Fine Gael leader Enda Kenny has welcomed the Independent Monitoring Commission's confirmation that the IRA "is continuing to move away" from violence and criminality.
"I hope that the political parties in Northern Ireland will accept this encouraging finding and enter the forthcoming negotiations in Scotland in a constructive way," he said yesterday.
Noting the continuing activity of loyalist paramilitaries, Mr Kenny said both governments must "intensify" efforts to encourage them to follow the democratic path.
Labour leader Pat Rabbitte said the blockages preventing progress were Sinn Féin's lack of endorsement so far of the Police Service of Northern Ireland and the Democratic Unionist Party's unwillingness to share power.
He welcomed the IMC's report while it had also issued an "encouraging" verdict about IRA criminality.

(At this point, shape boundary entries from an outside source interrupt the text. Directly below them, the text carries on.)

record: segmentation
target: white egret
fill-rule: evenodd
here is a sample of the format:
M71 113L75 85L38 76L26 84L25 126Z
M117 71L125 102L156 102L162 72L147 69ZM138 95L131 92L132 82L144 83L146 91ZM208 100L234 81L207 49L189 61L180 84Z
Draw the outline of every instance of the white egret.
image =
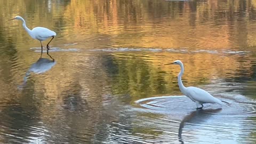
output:
M47 44L47 54L48 54L48 50L49 50L50 46L49 44L52 41L52 40L54 38L54 36L56 36L56 33L53 31L52 31L47 28L44 27L35 27L32 30L29 29L26 25L25 20L20 16L16 16L14 18L10 19L11 20L19 20L22 21L22 26L24 29L27 31L28 34L34 39L37 39L40 41L41 44L41 57L43 53L43 45L42 44L42 41L44 41L47 39L48 38L52 37L52 39L50 42ZM49 54L48 54L49 55Z
M193 101L196 102L197 109L202 108L204 107L203 104L205 103L223 104L220 100L212 97L211 94L204 90L194 86L187 87L184 86L181 81L181 76L184 73L184 67L182 62L180 60L176 60L173 63L166 64L165 65L172 64L178 65L180 66L181 69L178 76L179 87L183 94L190 98ZM199 107L199 106L201 106L200 105L201 105L202 107Z

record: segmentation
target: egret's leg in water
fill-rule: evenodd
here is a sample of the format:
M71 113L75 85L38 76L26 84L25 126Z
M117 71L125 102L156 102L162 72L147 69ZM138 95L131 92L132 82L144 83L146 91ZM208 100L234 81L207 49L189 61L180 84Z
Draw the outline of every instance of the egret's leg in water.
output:
M49 46L49 44L50 44L50 43L51 43L51 41L52 41L52 39L53 39L53 38L54 38L54 36L52 36L52 39L51 39L51 40L50 41L50 42L47 44L46 47L47 47L47 50L49 50L49 48L50 48L50 46Z
M41 44L41 58L42 58L42 55L43 54L43 45L42 44L41 41L40 41L40 43Z
M54 61L55 60L54 59L53 59L52 56L51 56L51 55L49 54L49 53L48 53L48 49L47 49L47 55L49 55L49 57L52 59L53 61Z

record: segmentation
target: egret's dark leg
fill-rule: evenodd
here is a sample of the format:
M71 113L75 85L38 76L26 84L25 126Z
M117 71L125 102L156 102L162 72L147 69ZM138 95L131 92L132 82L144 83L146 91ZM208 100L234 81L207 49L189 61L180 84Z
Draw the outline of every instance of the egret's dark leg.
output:
M52 56L51 56L51 55L49 54L49 53L48 53L48 50L49 49L47 49L47 55L49 55L49 57L52 59L52 61L54 61L54 59L53 59Z
M40 41L40 43L41 44L41 58L42 58L42 55L43 54L43 45L42 44L41 41Z
M49 44L50 44L50 43L51 43L51 41L52 41L52 39L53 39L53 38L54 38L54 36L52 36L52 39L51 39L51 40L50 41L50 42L47 44L46 47L47 47L47 50L49 50L49 48L50 48L50 46L49 46Z

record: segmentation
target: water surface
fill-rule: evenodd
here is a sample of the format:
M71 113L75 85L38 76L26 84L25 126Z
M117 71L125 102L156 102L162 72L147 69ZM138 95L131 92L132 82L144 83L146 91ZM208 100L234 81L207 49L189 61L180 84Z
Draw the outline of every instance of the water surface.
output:
M254 1L0 5L1 143L256 142ZM54 60L16 15L57 33ZM177 59L185 86L225 105L196 110L164 65Z

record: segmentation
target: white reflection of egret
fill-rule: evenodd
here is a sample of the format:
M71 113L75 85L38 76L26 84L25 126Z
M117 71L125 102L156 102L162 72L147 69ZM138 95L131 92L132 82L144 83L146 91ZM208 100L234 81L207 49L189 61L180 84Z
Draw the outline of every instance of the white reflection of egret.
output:
M202 123L202 121L206 121L214 113L220 112L221 108L216 109L197 109L185 116L182 121L180 122L179 127L179 141L182 143L184 143L183 140L182 138L182 130L186 123ZM204 117L204 118L202 118Z
M56 33L53 31L52 31L47 28L44 27L35 27L32 30L29 29L26 25L25 20L20 16L16 16L14 18L10 19L11 20L19 20L22 21L22 26L24 29L27 31L28 34L34 39L37 39L40 41L41 44L41 57L43 53L43 45L42 44L42 41L44 41L47 39L48 38L52 37L52 39L50 42L47 44L47 54L48 54L48 50L49 50L50 46L49 44L52 41L52 40L54 38L54 36L56 36Z
M19 89L22 89L23 87L26 85L28 77L30 76L31 72L37 74L42 74L51 69L55 64L56 61L54 59L50 60L40 58L36 62L33 63L28 71L27 71L23 78L23 84L19 86Z
M181 69L178 76L179 87L183 94L189 98L192 101L196 102L197 109L202 108L204 106L203 104L205 103L216 103L220 105L223 104L220 100L212 97L211 94L204 90L194 86L189 86L187 87L184 86L181 81L181 76L184 73L184 67L182 62L180 60L176 60L173 63L166 64L166 65L171 64L178 65L180 66ZM199 107L200 105L201 105L202 107Z

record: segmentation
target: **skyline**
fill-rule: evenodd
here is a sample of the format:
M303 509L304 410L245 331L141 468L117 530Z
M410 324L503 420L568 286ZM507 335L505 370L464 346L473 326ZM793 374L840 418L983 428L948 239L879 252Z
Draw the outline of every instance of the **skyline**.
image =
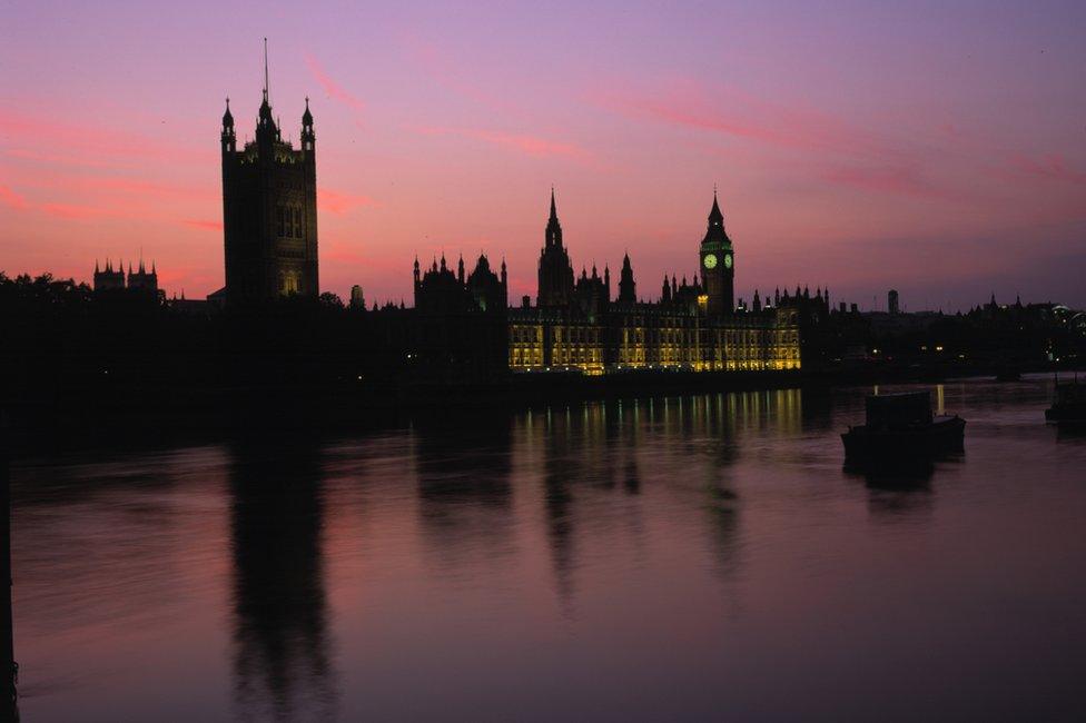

"The report must not be dismissed by the DUP, who increasingly use their own standards and judgments to assess republicans rather than those of the independent commission.
"In fact, the report totally removes the false arguments of the DUP presented to justify not participating in a powersharing Executive with Sinn Féin and the SDLP," he said.
Given that IRA actions and criminality were "at an effective end", Mr Rabbitte said Sinn Féin must now take its seats on the policing board and remove the DUP's excuse for not sharing power. However, the IMC's findings about loyalist paramilitaries causes "grave concern", since "both the UDA and the UVF are up to their necks in paramilitary and criminal behaviour".